Samsung confirms source code of Galaxy devices stolen by hacking group

Samsung Galaxy on show at Mobile World Congress in Barcelona
The Korean company says it shouldn't impact Kiwi customers. Photo credit: Getty Images

Samsung has confirmed hackers have stolen company data and source code for its Galaxy range of devices.

But Kiwis with Samsung phones have been told that the hack is unlikely to have any impact on them.

The South Korean tech giants released their newest range of flagship mobile phones in New Zealand last week, including the Galaxy S22 Ultra.

"We were recently made aware that there was a security breach relating to certain internal company data," a Samsung spokesperson told Bloomberg.

"Immediately after discovering the incident, we strengthened our security system. According to our initial analysis, the breach involves some source codes relating to the operation of Galaxy devices."

The hacked data - around 190GB according to most reports - does not include personal information of any consumers or employees, the company said.

"Currently, we do not anticipate any impact to our business or customers. We have implemented measures to prevent further such incidents and will continue to serve our customers without disruption."

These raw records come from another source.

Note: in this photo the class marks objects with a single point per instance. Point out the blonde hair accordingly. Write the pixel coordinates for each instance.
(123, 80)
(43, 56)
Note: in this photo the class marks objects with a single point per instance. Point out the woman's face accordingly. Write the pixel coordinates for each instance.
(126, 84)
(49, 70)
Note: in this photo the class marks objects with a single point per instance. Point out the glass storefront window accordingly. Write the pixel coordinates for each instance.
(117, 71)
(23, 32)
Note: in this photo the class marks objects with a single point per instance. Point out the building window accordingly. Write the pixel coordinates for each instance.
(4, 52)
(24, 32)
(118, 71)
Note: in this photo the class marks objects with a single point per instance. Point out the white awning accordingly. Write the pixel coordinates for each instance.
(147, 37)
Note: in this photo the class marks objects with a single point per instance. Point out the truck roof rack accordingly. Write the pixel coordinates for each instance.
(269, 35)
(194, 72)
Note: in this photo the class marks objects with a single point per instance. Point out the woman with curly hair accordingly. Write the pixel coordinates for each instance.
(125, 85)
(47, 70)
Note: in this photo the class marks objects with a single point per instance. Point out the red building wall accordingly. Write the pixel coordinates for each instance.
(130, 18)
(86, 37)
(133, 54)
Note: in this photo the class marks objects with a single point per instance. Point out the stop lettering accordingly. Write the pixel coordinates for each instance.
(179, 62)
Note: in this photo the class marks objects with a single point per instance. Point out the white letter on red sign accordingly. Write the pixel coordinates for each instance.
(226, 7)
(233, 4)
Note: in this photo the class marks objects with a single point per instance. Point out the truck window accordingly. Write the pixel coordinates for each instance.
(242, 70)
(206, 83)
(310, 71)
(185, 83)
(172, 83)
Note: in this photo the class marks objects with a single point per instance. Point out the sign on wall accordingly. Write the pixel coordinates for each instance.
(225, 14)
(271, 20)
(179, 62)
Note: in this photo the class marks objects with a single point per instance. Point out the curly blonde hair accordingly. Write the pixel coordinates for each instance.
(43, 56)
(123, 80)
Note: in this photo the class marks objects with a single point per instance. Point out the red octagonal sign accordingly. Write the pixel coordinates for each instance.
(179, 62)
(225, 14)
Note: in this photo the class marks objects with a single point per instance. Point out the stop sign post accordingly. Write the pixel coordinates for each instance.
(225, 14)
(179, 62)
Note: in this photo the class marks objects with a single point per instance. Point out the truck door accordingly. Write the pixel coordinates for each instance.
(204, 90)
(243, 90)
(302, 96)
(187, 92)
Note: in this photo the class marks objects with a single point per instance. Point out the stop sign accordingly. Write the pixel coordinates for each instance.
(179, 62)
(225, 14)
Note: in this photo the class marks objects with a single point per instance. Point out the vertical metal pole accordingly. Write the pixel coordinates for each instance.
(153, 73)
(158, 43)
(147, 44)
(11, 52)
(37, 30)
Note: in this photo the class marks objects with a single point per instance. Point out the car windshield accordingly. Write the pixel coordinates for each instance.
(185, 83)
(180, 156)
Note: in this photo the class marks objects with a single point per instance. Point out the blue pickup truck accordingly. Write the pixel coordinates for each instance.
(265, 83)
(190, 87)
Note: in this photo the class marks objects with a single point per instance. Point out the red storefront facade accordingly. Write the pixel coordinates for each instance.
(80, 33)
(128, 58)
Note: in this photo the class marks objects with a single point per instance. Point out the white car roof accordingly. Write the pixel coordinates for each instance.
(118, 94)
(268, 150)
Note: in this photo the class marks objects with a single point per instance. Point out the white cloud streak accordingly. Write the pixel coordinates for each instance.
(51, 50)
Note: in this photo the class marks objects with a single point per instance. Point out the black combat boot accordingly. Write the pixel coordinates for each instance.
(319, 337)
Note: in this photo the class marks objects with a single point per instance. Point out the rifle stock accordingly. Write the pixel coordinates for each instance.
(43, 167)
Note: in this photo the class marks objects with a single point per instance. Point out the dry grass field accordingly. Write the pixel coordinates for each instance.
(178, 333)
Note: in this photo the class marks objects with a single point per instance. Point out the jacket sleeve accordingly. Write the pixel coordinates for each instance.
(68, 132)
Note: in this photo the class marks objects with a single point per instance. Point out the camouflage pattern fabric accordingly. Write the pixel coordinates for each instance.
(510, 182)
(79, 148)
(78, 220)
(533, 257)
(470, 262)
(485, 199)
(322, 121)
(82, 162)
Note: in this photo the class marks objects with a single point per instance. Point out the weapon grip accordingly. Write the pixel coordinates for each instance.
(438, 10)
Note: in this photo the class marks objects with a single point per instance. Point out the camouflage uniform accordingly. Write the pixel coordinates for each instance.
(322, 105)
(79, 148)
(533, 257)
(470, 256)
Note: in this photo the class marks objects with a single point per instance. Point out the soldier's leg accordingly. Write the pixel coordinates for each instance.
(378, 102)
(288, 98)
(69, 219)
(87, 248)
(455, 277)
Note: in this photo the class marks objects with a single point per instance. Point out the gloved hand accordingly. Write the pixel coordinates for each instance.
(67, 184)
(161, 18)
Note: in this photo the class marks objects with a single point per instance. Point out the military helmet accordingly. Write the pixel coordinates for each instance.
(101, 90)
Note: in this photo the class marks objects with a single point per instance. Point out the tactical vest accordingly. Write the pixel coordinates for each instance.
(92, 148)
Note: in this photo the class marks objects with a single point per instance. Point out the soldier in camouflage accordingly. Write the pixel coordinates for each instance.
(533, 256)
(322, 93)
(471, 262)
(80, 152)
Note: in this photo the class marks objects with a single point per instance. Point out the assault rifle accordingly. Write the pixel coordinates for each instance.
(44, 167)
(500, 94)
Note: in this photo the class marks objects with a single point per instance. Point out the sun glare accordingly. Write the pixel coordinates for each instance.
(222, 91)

According to website TechCrunch, the stolen data also allegedly includes confidential information from chipmaker Qualcomm, which makes the Snapdragon 8 Gen 1 chip powering Samsung's new phones in Aotearoa.

Qualcomm spokesperson Clare Conley told TechCrunch the company was taking the claims very seriously.

"We are working expeditiously with Samsung to understand the scope of the incident, as well as to confirm what Qualcomm data, if any, has been impacted," Conley said.

"We have no reason to believe that Qualcomm systems or security were impacted as a result of this reported incident."

A hacking outfit called Lapsus$ has claimed responsibility for the hack, which reportedly includes the source code for encryption and biometric unlocking functions of Galaxy devices.

The same group has previously hacked GPU and chip maker Nvidia, attempting to blackmail it.

It's not known whether Samsung were given a list of demands, but Nvidia were told all data hacked, around 1TB in total, would be released if the company didn't open-source its graphics chip drivers and pay a cryptocurrency ransom.

When Nvidia didn't respond, source code was leaked and information about unannounced graphics cards was shared online. Some of the data was used to create malware, according to some reports.